Nutrition Facts : Calories 289.6, Fat 6, SaturatedFat 3.7, Cholesterol 22.1, Sodium 110.7, Carbohydrate 57.9, Fiber 0.9, Sugar 39.9, Protein 2.8

PUMPKIN GINGERBREAD CAKE



Pumpkin Gingerbread Cake image

I have been making this delicious gingerbread cake for years and it's won several blue ribbons. Serve it with whipped cream and caramel sauce, or dust it with confectioners' sugar after it cools. -Marina Castle Kelley, Canyon Country, California

Provided by Taste of Home

Categories     Desserts

Time 55m

Yield 16 servings.

Number Of Ingredients 15

1/2 cup butter, softened
1/2 cup packed dark brown sugar
2 large eggs, room temperature
1/2 cup canned pumpkin
1/2 cup molasses
2 tablespoons grated orange zest
2-1/2 cups all-purpose flour
1 teaspoon baking soda
1 teaspoon ground ginger
1 teaspoon ground cinnamon
1/2 teaspoon salt
1/2 teaspoon ground ancho chili pepper
3/4 cup buttermilk
1/3 cup shelled pumpkin seeds, chopped and toasted
Optional: Whipped cream, caramel sundae syrup or confectioners' sugar

Steps:

  • Preheat oven to 325°. In a large bowl, cream butter and brown sugar until light and fluffy, 5-7 minutes. Add eggs, 1 at a time, beating well after each addition. Beat in pumpkin, molasses and orange zest (mixture will appear curdled)., In a small bowl, combine flour, baking soda, ginger, cinnamon, salt and chili pepper. Add to creamed mixture alternately with buttermilk, beating well after each addition. Stir in pumpkin seeds., Pour batter into a greased 9-in. square baking pan. Bake until a toothpick inserted in center comes out clean, 28-32 minutes. Cool completely on a wire rack. Serve with toppings as desired.

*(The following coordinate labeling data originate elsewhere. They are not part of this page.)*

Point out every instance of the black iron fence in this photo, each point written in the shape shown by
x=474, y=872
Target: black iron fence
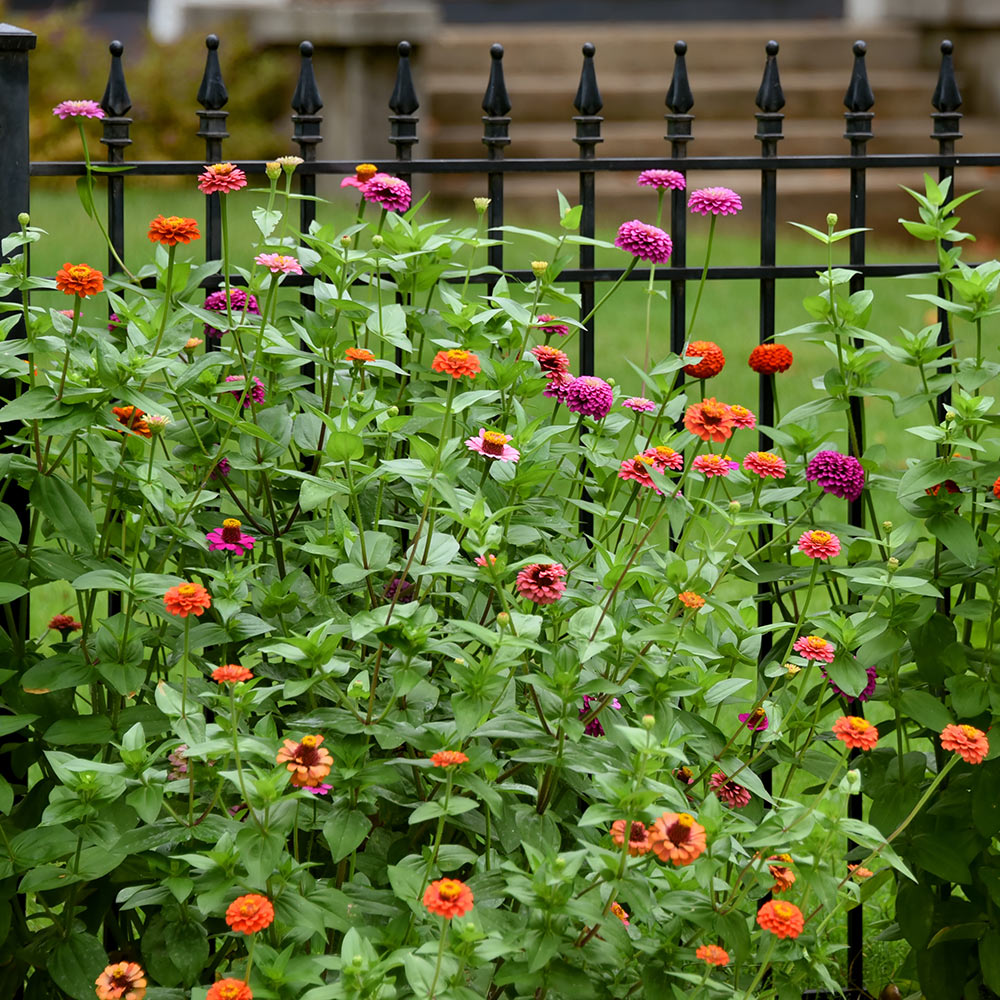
x=17, y=169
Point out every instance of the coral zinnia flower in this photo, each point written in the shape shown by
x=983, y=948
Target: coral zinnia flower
x=812, y=647
x=121, y=981
x=638, y=837
x=819, y=544
x=173, y=230
x=231, y=673
x=712, y=359
x=493, y=444
x=767, y=359
x=967, y=741
x=710, y=420
x=79, y=279
x=448, y=897
x=187, y=599
x=230, y=537
x=677, y=837
x=765, y=464
x=229, y=989
x=221, y=178
x=857, y=733
x=249, y=914
x=542, y=583
x=456, y=363
x=781, y=918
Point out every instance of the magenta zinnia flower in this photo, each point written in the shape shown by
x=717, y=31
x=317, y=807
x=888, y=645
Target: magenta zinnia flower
x=840, y=475
x=715, y=201
x=78, y=109
x=662, y=179
x=493, y=444
x=590, y=396
x=392, y=193
x=542, y=582
x=644, y=241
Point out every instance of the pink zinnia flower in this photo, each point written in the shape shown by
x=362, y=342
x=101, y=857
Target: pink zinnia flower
x=662, y=179
x=542, y=582
x=819, y=544
x=644, y=241
x=392, y=193
x=230, y=537
x=256, y=393
x=715, y=201
x=278, y=263
x=221, y=178
x=765, y=464
x=812, y=647
x=493, y=444
x=78, y=109
x=734, y=795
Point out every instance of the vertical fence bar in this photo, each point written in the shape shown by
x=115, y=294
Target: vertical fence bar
x=858, y=100
x=679, y=101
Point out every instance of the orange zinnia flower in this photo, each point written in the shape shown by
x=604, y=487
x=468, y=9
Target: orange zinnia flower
x=967, y=741
x=249, y=914
x=308, y=762
x=121, y=981
x=710, y=420
x=677, y=837
x=638, y=837
x=456, y=363
x=448, y=897
x=781, y=918
x=857, y=733
x=79, y=279
x=187, y=599
x=713, y=954
x=173, y=230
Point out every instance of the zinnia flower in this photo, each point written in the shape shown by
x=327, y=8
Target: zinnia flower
x=857, y=733
x=812, y=647
x=456, y=363
x=494, y=445
x=448, y=897
x=221, y=178
x=669, y=179
x=781, y=918
x=710, y=420
x=967, y=741
x=542, y=582
x=840, y=475
x=307, y=760
x=712, y=359
x=677, y=837
x=765, y=464
x=392, y=193
x=712, y=954
x=187, y=599
x=278, y=263
x=644, y=241
x=78, y=109
x=230, y=537
x=249, y=914
x=172, y=230
x=767, y=359
x=715, y=201
x=122, y=980
x=638, y=837
x=79, y=279
x=589, y=396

Nutrition Facts : Calories 209 calories, Fat 8g fat (4g saturated fat), Cholesterol 39mg cholesterol, Sodium 242mg sodium, Carbohydrate 31g carbohydrate (15g sugars, Fiber 1g fiber), Protein 4g protein.

Tips:

  • Mise en Place: Before you start baking, gather all of your ingredients and equipment. This will help you stay organized and avoid any scrambling.
  • Use Fresh Gingerbread: For the best flavor, use freshly baked gingerbread. If you don't have time to make your own, you can use a store-bought gingerbread mix.
  • Chill the Gingerbread Dough: Chilling the gingerbread dough before baking will help it keep its shape. You can chill the dough for up to 3 days in advance.
  • Bake the Gingerbread Evenly: To ensure that the gingerbread bakes evenly, rotate the pan halfway through the baking time.
  • Let the Gingerbread Cool Completely: Before you start decorating the gingerbread castle, let it cool completely. This will help prevent the icing from melting.
  • Use a Variety of Decorations: When decorating the gingerbread castle, use a variety of decorations to create a festive and eye-catching display. You can use candy canes, sprinkles, gumdrops, or even edible glitter.
  • Be Creative: Have fun and be creative when decorating the gingerbread castle. There are no rules, so let your imagination run wild.

Conclusion:

The gingerbread castle cake is a festive and delicious treat that is perfect for any holiday party. With a little planning and effort, you can create a beautiful and impressive gingerbread castle that will be the centerpiece of your table. So gather your ingredients, preheat your oven, and get ready to bake a gingerbread castle that will amaze your friends and family.